Brexit – mehr Chance als Risiko

Und wieder einmal sind (fast) alle auf dem falschen Fuß erwischt worden. England wird vielleicht noch in diesem Jahr definitiv aus der EU austreten. Insbesondere die europäischen Börsen sind kurzfristig eingebrochen, das Pfund ist noch etwas schwächer als Anfang des Jahres geworden und Verlierer Cameron wird in den nächsten Wochen zurücktreten. Ein Grund zur Panik? Natürlich nicht.

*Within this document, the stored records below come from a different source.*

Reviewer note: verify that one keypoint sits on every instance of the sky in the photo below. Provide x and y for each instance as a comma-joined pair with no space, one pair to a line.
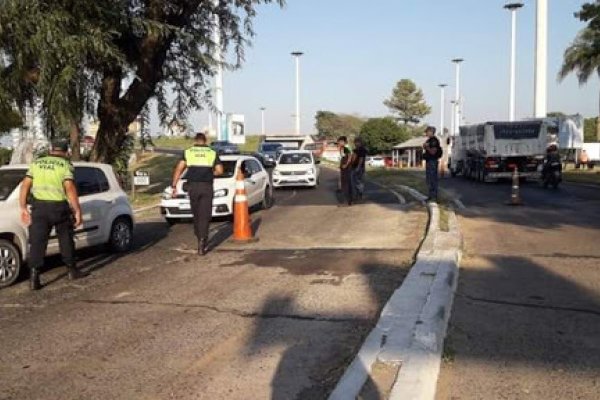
356,50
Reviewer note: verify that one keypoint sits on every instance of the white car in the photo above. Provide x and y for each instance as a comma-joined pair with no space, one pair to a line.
296,168
375,162
257,184
106,213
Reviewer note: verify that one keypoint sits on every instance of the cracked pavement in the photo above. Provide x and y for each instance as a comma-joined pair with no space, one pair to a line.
280,319
526,317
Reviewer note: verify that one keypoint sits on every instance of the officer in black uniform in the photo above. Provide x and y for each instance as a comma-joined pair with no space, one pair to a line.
54,203
432,152
203,164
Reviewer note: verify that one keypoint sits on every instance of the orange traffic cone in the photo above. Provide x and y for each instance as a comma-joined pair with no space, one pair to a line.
242,229
515,196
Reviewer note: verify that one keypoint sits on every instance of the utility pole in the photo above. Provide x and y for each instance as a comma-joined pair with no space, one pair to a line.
442,106
541,59
297,55
457,62
262,120
513,7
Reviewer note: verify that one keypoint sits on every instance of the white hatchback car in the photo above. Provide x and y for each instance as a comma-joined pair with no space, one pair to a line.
106,213
257,184
296,168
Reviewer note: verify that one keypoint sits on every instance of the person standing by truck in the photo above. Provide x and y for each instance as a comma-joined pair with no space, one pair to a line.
203,164
432,152
55,204
345,172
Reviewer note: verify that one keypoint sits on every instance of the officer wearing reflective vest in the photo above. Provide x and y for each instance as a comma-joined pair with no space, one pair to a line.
202,164
54,204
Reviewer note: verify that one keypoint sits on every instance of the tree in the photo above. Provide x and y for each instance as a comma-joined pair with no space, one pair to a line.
582,57
408,102
382,134
120,54
330,125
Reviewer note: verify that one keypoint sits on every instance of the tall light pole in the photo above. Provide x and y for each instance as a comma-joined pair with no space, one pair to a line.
442,106
456,114
218,58
262,120
513,7
541,59
297,55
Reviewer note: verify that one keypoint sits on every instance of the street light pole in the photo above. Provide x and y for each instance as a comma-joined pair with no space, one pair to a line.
541,59
297,55
513,7
262,120
457,62
442,106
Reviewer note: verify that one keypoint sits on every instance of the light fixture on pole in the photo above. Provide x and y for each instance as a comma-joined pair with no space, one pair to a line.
442,106
456,113
297,55
513,7
541,59
262,120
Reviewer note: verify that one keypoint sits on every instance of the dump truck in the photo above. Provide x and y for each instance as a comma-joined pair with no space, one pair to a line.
493,150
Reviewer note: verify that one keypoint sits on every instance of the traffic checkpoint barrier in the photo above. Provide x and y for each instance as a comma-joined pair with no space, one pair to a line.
242,226
515,195
409,335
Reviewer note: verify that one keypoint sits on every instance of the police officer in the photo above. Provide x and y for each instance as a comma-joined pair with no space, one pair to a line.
432,152
54,204
203,164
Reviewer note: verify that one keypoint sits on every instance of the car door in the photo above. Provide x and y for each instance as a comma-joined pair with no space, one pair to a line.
91,186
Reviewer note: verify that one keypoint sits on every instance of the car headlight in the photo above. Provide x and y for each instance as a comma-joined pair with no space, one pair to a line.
221,193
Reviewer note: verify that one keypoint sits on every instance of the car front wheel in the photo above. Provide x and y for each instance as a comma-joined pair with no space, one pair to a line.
10,263
121,235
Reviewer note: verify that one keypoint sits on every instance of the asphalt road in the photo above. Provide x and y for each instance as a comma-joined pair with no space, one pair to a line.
526,320
278,320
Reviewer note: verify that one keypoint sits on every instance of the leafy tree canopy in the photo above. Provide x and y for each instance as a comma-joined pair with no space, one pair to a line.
110,57
408,102
380,135
330,125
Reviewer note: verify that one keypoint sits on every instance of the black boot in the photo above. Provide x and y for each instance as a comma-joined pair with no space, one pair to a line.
75,274
34,280
202,247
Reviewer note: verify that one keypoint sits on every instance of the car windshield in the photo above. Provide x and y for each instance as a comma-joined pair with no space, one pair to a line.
270,146
9,179
295,158
228,170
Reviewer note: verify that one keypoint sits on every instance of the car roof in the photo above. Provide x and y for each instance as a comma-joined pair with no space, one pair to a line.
75,163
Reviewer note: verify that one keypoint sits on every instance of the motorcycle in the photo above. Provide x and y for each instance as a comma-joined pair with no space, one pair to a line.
552,174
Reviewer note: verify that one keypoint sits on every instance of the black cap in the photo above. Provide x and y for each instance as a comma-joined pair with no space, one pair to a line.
60,145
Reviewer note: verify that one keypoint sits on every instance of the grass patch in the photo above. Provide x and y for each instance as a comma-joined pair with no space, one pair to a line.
160,168
582,176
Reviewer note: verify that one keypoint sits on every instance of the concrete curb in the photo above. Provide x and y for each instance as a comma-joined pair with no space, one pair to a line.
411,330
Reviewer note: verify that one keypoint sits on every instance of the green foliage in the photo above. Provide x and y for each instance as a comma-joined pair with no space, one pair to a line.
381,134
5,155
582,57
407,101
590,130
331,126
110,57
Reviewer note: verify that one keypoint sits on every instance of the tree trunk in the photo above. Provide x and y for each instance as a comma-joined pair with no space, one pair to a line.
74,137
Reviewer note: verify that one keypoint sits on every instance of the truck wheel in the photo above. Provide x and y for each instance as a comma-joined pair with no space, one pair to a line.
10,263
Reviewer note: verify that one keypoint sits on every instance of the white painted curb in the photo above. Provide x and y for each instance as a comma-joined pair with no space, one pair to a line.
411,330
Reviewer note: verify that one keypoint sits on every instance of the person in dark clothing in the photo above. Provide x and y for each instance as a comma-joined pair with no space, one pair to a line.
359,158
432,152
345,171
203,164
55,204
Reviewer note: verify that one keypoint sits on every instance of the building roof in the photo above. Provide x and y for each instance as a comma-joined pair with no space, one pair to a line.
411,143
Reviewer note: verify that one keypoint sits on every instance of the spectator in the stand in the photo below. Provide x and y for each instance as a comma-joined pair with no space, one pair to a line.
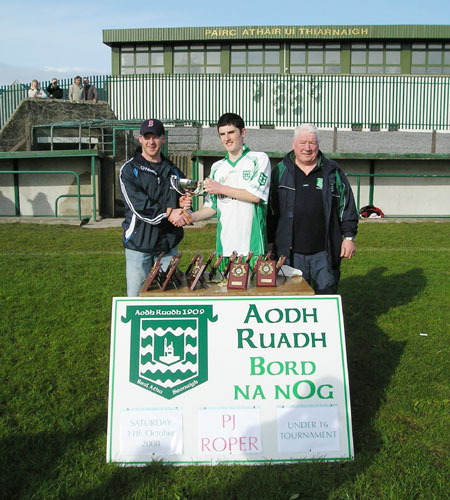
90,92
53,89
76,90
36,91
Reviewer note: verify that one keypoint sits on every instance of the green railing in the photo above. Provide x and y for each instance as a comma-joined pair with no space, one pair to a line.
342,101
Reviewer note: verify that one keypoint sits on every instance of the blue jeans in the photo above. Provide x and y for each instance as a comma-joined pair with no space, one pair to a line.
138,265
317,272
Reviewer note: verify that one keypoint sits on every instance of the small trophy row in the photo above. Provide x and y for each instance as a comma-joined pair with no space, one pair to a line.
200,272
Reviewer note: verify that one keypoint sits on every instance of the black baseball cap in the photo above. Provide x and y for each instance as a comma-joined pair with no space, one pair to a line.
152,126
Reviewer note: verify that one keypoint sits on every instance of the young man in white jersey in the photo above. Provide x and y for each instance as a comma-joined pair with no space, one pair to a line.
238,191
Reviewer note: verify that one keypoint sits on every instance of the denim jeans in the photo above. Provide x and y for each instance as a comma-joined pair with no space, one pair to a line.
138,265
316,271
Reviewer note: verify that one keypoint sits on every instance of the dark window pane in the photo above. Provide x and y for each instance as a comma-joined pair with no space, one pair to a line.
435,57
315,57
213,58
157,59
393,69
332,57
142,59
180,58
197,58
298,69
358,58
393,57
272,58
298,57
333,69
375,57
127,59
238,58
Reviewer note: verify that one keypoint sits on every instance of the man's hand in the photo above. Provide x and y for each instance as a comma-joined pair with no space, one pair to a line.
348,249
186,201
179,217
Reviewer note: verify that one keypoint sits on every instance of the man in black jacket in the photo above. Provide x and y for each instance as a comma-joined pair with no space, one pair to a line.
151,203
312,214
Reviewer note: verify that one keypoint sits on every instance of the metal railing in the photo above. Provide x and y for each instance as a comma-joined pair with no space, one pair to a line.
342,101
78,194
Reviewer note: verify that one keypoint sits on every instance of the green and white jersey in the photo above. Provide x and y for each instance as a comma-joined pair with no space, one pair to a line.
241,225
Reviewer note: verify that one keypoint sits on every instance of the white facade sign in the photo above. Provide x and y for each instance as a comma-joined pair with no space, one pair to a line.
228,380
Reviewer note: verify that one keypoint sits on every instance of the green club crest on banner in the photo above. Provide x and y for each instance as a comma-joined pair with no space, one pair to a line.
169,347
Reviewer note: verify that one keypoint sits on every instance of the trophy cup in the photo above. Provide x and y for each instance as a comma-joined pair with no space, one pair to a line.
186,186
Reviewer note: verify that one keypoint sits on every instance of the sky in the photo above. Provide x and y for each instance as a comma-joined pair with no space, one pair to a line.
62,39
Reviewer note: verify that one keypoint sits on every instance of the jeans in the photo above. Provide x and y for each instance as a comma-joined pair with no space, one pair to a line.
138,265
317,272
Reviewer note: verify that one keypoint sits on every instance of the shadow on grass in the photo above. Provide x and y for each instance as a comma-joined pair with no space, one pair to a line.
372,360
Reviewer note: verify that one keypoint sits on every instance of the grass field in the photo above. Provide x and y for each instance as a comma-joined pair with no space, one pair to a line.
56,288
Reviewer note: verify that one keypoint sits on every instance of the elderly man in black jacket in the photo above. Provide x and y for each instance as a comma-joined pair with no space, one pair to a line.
312,216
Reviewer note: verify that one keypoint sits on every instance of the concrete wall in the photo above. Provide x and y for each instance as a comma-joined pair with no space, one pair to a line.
38,192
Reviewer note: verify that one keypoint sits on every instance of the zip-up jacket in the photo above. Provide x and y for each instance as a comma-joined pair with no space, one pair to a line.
147,193
341,217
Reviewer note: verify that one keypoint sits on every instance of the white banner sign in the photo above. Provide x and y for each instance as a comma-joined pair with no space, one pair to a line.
223,380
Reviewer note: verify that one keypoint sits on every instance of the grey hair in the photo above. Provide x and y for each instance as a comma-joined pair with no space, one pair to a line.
306,127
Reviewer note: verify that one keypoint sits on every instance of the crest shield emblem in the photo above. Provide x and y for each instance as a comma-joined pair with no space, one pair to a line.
168,349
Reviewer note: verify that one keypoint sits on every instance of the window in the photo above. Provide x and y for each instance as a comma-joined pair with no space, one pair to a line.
430,59
315,58
196,59
255,58
138,59
376,58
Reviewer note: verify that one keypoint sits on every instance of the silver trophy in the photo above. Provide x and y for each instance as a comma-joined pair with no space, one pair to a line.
185,186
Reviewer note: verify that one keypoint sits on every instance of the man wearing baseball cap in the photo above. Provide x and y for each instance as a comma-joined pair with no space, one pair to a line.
152,213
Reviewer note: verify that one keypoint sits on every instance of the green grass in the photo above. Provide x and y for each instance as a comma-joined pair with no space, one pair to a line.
55,296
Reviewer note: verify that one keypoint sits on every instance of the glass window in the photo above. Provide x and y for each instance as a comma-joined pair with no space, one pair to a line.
197,59
430,59
375,58
157,59
142,59
435,57
255,57
358,57
127,59
180,58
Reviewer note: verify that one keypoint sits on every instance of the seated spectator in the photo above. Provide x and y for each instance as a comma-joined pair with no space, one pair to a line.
36,91
90,92
53,90
76,90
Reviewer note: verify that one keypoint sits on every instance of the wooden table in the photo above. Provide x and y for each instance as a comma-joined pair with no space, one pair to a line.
290,286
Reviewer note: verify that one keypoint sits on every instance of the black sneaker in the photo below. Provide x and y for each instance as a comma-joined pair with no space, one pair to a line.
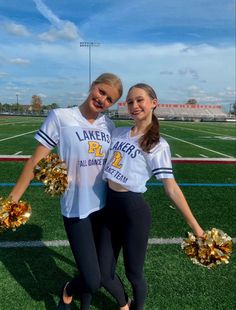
61,304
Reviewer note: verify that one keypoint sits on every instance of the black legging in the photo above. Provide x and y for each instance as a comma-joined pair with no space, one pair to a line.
83,235
127,223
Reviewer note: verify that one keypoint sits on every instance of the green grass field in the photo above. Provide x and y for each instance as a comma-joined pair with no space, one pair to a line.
31,277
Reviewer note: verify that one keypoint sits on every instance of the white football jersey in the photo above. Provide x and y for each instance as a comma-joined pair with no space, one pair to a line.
83,147
131,167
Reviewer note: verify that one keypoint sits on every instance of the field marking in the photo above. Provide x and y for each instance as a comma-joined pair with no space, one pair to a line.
201,147
17,153
179,156
65,243
199,130
23,134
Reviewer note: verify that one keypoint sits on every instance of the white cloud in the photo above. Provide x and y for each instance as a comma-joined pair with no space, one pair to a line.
60,29
19,61
16,29
3,74
68,32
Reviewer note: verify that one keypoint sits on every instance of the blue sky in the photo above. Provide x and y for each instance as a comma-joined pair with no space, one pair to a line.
183,48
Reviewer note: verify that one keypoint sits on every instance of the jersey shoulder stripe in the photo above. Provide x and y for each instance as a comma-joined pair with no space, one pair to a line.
46,138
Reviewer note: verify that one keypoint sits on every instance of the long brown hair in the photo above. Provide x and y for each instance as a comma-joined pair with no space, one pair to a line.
151,136
110,79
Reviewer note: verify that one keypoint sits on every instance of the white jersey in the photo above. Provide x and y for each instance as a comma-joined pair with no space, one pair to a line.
131,167
83,147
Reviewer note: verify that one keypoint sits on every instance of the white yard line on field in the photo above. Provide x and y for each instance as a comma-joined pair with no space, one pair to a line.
65,243
178,155
198,130
13,137
201,147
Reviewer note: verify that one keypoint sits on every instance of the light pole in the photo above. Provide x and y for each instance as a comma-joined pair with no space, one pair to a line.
89,45
17,103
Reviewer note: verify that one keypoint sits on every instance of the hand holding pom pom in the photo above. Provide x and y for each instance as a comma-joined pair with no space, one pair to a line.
12,214
52,172
213,249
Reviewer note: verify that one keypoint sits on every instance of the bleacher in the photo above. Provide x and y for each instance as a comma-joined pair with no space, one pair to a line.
190,112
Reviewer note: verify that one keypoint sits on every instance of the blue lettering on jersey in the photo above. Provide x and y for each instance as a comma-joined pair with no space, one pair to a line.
93,135
126,147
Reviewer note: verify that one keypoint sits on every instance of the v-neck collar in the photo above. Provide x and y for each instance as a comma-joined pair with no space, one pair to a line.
84,119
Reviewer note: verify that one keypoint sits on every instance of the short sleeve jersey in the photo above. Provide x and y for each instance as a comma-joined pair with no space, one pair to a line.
131,167
83,147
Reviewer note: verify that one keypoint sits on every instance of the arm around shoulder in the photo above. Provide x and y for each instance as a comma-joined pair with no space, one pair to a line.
27,173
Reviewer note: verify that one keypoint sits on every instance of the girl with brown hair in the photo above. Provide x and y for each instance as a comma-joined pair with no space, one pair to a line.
135,155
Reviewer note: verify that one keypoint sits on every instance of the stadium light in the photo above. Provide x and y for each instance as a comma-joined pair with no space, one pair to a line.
89,45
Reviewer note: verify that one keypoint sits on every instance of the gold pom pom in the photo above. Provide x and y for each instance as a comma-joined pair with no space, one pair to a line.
213,249
52,172
12,214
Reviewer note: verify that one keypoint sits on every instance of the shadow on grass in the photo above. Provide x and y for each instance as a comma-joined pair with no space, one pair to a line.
41,271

Hier ein paar Ideen wie es weitergehen könnte:

Zuerst einmal braucht es eine Politikerin wie die Innenministerin Theresa May als Premierministerin, die die verfeindeten Lager von “Remain” und “Leave” wieder vereint. Anschließend werden die Abkommen zwischen EU und England so ausgehandelt, das beide Seiten keine nennenswerten Einbußen ihrer Wirtschaftsbeziehungen befürchten müssen, auch wenn sich England jetzt mehr den Märkten USA und China widmen kann. Auch werden Abkommen ähnlich wie CETA oder TTIP in Zukunft wohl nur noch von England und nicht mehr der EU unterzeichnet werden, was uns in Deutschland im weltweiten Freihandel deutlich gegenüber England zurück werfen wird. Ein neues Referendum der Schotten, welches wohl frühestens im Oktober kommen könnte birgt keine Gefahr, da bis dahin die offensichtlichen Vorteile des Brexit die Nachteile deutlich überwiegen. Die fallenden Immobilienpreise speziell in London werden auf Dauer die einzigen Nachteile sein, die noch vom Brexit übrig bleiben neben den Nachteilen für schlecht qualifizierte ausländische Arbeitskräfte. Alles andere lässt sich problemlos in Verhandlungen mit der EU lösen. Auch hat England im Gegensatz zu Deutschland, Frankreich oder Italien nicht nur eine couragiert auftretende Premierministerin, sondern einen ebenfalls hervorragenden (ehemals kanadischen) Notenbankchef. Dieser Mark Carney hat nicht nur Kanada bereits 2008 erfolgreich durch die Finanzkrise gebracht, er hat auch die Börsenmärkte an den Tagen direkt nach dem Brexit gestärkt, so dass der Londoner FTSE 100 Index derzeit von einem zum nächsten Höchststand klettern kann. Und die Börse ist ja bekanntlich der Realwirtschaft immer zwei Jahre voraus. Eine Abwertung des britischen Pfundes ist dagegen gewollt, da es dem britischen Export gewaltig helfen wird. Eine Senkung der Körperschaftssteuer auf 15% (Frankreich 38%, Deutschland 29%) macht England für viele ausländische Firmen zusätzlich attraktiv. In spätestens fünf Jahren hat England Deutschland dann endgültig überholt.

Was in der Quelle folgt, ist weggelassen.